La paz interior

La paz es no temer la muerte.


Cuando el abismo deja de ser terrible

caen los libros nuevamente ordenados

en todos sus estantes,

duerme el gato estirado a lo largo de la alfombra

y el reloj avanza

hacia un tiempo que nunca alcanzaremos.


La muerte era

el miedo de los niños a la oscuridad.


Ahora que nuestra bóveda interior

se encuentra iluminada,

morir es terminar, poner un punto,

firmar la carta que no contiene dramatismo,

entender que los ojos que nos quemaron de deseo

en medio del desierto del alma

fueron un espejismo.


La paz es entender que los espejos mienten.
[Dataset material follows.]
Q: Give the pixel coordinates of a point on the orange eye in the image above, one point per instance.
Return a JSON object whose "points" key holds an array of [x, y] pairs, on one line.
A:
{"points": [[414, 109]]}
Y toda la desdicha, toda la egolatría de Dios

se compone de espejos,

de imágenes de imágenes de imágenes

inscriptas en rectángulos, en óvalos, en círculos.

Los espejos creados por la ironía cosquillosa

del redentor

son la trampa del mundo.


Pero la paz, si existe, no resuena

en la bóveda de los pensamientos.

Está sentada en una silla a medianoche,

en el cuerpo de un hombre que no puede dormir

porque comió espagueti con salsa siciliana

demasiado tarde.


Mientras la paz hace la digestión

es posible tener fantasías amorosas,

recordar sin rencor a los progenitores,

constatar el estanque de agua mansa

que es la soledad

y jugar:

poner las manos en el río frío

de lo que no existe,

de lo que no existió y es añorado absurdamente

-la respiración sofocada por el instinto-.

Tiempo que empecinadamente

se refleja en el engaño de los espejos.